Cartoline da Montecarlo. L'attesa (in)finita di Leclerc e la Ferrari che torna al successo

Il monegasco padrone a casa sua nel classico weekend perfetto, quello promesso e sognato insieme al papà deceduto

MONTECARLO – Ha le lacrime agli occhi Charles Leclerc quando, esausto, si presenta alle telecamere subito dopo aver vinto e dominato il GP di Montecarlo. Quello di casa sua, tra la sua gente, sotto gli occhi degli amici di infanzia, quello “maledetto” fino a ieri, quello che promise di vincere al padre Hervé scomparso sette anni fa. 

Un po’ piange e un po’ ride, Charles Leclerc. È il classico mix di chi la sofferenza l’ha sempre mascherata con il sorriso. È il classico mix di chi ha aspettato quel momento per una vita intera, al volante di una Ferrari che sembra tornare, poco alla volta, sui suoi livelli. Intanto, la Rossa torna a vincere nel circuito di Monaco dopo sette lunghi anni. Un’eternita per chi nutre la propria storia di successi indimenticabili.

Leclerc padrone di casa

Protagonista in pista e anche fuori. Non poteva che essere il predestinato della Ferrari il più atteso a Montecarlo. Leclerc ha dovuto convivere anche con il peso delle aspettative, quelle di una Città intera che a ogni passaggio sbraitava a squarcia gola. Come a dire “Dai Charles, siamo con te”. Adulti, ragazzi, ma anche bambini uniti nel spingere il padrone di casa a tutto gas.
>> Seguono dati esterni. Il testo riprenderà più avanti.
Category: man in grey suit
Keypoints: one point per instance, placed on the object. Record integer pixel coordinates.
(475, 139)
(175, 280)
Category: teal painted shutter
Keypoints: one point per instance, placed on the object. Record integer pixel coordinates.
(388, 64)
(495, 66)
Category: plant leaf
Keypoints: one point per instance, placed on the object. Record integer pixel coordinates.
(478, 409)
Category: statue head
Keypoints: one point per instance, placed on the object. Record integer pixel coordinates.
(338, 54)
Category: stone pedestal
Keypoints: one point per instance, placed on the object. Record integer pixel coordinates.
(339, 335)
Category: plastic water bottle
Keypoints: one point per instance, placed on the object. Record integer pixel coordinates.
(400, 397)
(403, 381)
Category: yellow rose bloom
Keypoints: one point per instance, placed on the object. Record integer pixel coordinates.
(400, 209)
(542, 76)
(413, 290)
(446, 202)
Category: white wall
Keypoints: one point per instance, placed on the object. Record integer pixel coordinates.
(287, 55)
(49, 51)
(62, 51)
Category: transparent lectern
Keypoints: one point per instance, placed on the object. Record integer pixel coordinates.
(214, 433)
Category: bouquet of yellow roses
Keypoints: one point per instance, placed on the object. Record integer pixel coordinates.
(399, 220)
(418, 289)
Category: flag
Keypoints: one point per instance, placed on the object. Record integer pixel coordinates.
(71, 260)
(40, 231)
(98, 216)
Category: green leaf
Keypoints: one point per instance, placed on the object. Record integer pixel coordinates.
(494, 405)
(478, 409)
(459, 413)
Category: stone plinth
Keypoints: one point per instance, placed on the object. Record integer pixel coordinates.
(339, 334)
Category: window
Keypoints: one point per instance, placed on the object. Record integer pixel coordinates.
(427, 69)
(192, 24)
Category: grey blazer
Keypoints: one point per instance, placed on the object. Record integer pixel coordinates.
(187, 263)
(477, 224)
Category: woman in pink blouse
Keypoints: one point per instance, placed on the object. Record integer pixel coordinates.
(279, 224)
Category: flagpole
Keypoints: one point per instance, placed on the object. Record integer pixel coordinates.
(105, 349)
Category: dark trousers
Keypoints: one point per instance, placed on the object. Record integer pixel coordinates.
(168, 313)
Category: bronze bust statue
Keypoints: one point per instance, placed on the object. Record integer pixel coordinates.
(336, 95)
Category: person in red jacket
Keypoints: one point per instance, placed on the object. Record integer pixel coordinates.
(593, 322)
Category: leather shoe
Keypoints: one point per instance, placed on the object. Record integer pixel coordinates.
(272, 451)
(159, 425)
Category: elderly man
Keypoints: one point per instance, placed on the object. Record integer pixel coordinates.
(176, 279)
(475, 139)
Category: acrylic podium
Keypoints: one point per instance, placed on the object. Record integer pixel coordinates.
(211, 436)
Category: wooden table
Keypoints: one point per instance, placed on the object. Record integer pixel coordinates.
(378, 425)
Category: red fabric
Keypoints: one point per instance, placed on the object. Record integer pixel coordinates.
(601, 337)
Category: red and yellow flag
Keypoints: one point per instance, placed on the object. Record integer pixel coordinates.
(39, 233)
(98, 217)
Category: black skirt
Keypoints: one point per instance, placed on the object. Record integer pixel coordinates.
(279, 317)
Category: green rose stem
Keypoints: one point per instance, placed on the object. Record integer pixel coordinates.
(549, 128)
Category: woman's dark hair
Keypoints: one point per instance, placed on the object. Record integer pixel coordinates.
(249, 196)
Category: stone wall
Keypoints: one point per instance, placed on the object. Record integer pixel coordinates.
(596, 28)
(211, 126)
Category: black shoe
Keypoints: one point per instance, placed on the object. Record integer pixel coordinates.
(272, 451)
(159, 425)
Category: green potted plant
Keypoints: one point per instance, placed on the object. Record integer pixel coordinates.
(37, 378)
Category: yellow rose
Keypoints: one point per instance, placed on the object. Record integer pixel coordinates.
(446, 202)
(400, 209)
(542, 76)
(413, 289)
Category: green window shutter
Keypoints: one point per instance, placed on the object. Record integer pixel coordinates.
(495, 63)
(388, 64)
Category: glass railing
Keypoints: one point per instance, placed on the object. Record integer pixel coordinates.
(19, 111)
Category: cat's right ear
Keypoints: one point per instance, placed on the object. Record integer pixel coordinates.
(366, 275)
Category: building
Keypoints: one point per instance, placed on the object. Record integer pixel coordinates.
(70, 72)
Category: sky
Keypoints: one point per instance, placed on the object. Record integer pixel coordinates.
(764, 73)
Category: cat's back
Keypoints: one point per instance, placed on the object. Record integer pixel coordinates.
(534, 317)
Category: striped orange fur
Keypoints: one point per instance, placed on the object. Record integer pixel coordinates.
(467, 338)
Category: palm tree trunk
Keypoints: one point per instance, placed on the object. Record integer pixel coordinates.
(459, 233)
Chi scrive ha avuto la fortuna di assistere dal vivo a una delle qualifiche più belle di sempre sull’asfalto di Montecarlo. Nell’ultimo round di qualifiche, tutti tifavano tutti. Ragazze e ragazzi con il cappellino o maglietta di Verstappen o Hamilton applaudivano l’impresa del più veloce in pista. E viceversa. Sarebbe da esportare ovunque questo concetto di sport.

“Valeva la pena”

“Valeva la pena aspettare un giorno così. Gli ultimi due giri non vedevo molto bene per le troppe lacrime”. Leclerc fa pace con un passato che, sul circuito di casa, gli è spesso stato avverso. Forse la svolta anche per tutto l’ambiente Ferrari, che un “un giorno così” spera di riviverlo mille altre volte. E allora, vuoi vedere che, aveva ragione Max Pezzali nel 1997 nel cantare "basta un giorno così a cancellare centoventi giorni stronzi (...)".